The ruins of Heidelberg Castle are the symbol of German Romanticism. Each year they attract more than a million visitors. The castle was first mentioned in 1225. For five centuries, the castle was the residence of the Electors Palatine and enjoyed the fame of one of the finest Renaissance complexes in Germany. It was destroyed during the Nine Years’ War in 1688-1697.
Heidelberg Castle was a complex of buildings. The building of Otto Heinrich included the living rooms, the Prince’s Hall and the huge Imperial Hall, which hosted balls. The German Pharmacy Museum (Deutsches Apotheken Museum) has been in this building since 1958. The pharmacy equipment and medicine of the XIX-XX centuries -a total of 20,000 exhibits -are displayed at the museum.
The building of Frederick IV draws attention with its sculptures of Electors on the facade. The English-style palace of Palladian architecture is another famous building.

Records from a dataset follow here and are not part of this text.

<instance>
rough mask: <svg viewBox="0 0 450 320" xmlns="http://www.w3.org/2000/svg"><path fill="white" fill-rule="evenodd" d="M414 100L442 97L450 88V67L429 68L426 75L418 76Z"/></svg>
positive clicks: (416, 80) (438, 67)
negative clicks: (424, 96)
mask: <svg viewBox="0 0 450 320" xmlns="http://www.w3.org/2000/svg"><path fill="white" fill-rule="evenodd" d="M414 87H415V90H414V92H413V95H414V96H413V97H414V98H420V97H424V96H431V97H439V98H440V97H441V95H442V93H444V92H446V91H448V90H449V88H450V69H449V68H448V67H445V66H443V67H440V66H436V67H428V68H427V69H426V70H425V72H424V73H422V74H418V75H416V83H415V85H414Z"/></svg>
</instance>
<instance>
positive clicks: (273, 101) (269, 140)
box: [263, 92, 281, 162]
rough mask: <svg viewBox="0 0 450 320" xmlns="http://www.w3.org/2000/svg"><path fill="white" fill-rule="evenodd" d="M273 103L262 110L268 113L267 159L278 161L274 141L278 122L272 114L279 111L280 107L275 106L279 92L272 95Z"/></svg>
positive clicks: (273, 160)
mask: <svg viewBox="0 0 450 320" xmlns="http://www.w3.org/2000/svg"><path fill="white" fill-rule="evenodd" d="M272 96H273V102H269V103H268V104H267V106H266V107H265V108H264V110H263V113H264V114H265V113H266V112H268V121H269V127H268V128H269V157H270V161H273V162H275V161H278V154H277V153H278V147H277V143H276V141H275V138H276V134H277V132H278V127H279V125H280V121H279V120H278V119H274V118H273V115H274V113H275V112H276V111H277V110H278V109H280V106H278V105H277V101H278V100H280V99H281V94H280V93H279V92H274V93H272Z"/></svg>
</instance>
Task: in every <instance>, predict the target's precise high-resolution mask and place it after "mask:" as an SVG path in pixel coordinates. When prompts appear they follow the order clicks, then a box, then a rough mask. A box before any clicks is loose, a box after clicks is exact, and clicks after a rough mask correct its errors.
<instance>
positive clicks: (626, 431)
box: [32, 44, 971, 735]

It was built at the order of Frederick V for his wife Elizabeth Stewart. A barrel of 220,000 liters of wine is kept in the basement of one of the buildings of the castle. It claims to be the world’s biggest wine barrel.
At the beginning of the XVII century during the reign of Frederick V, Hortus Palatinus garden was created inside the fortifications walls. It was planned to make it the Eighth Wonder of the World, but the Nine Years’ War prevented the ambitious plans. In the XVIII century an English garden with evergreen oaks, cedars and ferns was created on the site of Hortus Palatinus. Goethe noticed its beauty walking here. The garden offers a beautiful view of the castle and the valley of the Neckar River. The famous English painter William Turner visited the castle and captured its picturesque ruins in his art. Victor Hugo, Mark Twain, Osip Mandelstam and Sasha Chorny also admired the castle and described their impressions of it.